Consider a grid, $N x N$ in size, with cells colored white or black. It can be encoded naturally by a word from $\{0,1\}^{n^2}$. Show that a deterministic Turing machine with logarithimic memory can decide if there exists a monochromatic path from the top row to the borrom row.
Allowed moves: up, down, left, right. No diagonal moves.
This isn't homework, but a question from a quiz I've taken today.
Paths can be very long, even $O(n^2)$ in size, so performing a DFS/BFS simulation is not possible. Methods like "right hand rule" for solving mazes seem not applicable.

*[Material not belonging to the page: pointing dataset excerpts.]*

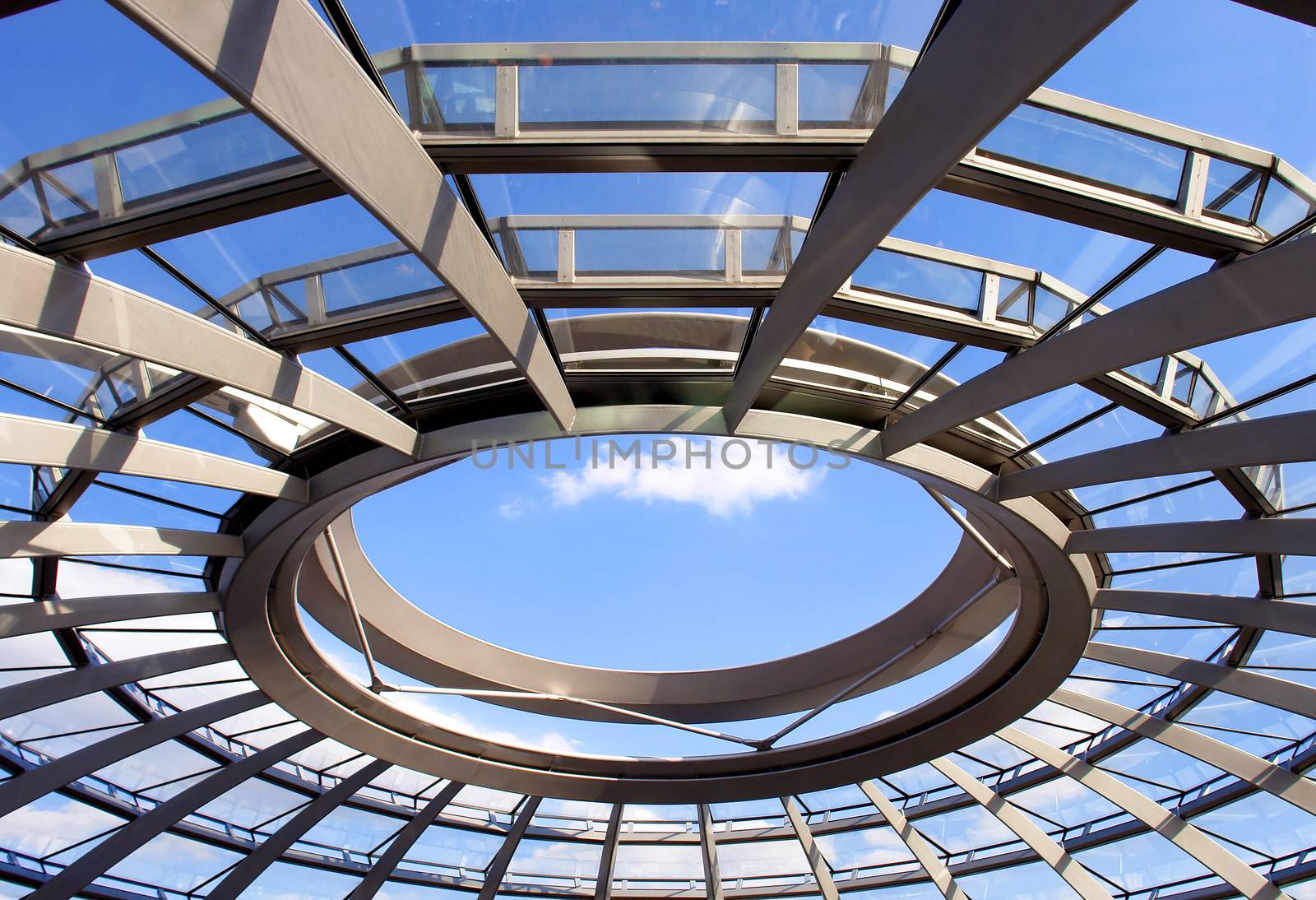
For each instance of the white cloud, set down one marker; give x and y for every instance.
(428, 708)
(425, 708)
(83, 581)
(734, 478)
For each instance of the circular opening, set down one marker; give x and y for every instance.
(657, 553)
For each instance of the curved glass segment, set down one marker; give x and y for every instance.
(818, 450)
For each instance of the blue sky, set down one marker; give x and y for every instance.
(589, 574)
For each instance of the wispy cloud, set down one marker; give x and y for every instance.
(515, 508)
(723, 485)
(431, 708)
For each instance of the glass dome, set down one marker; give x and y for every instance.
(658, 449)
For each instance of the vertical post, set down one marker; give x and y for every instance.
(1193, 186)
(990, 299)
(566, 254)
(787, 98)
(498, 866)
(316, 311)
(507, 101)
(918, 844)
(390, 858)
(1165, 383)
(414, 75)
(819, 866)
(708, 847)
(732, 254)
(609, 858)
(109, 193)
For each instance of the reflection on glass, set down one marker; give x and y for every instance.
(1091, 151)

You can prove this by simply reducing your problem to general st-connectivity for undirected graphs. Every cell is a node, connected to its neighbours iff it has the same color. Additionally you add 2 nodes. one that connects to every cell in the top row, one that connects to every cell in the bottom row. That problem then is solvable in $L$, as Omer Reingold proved in 2004.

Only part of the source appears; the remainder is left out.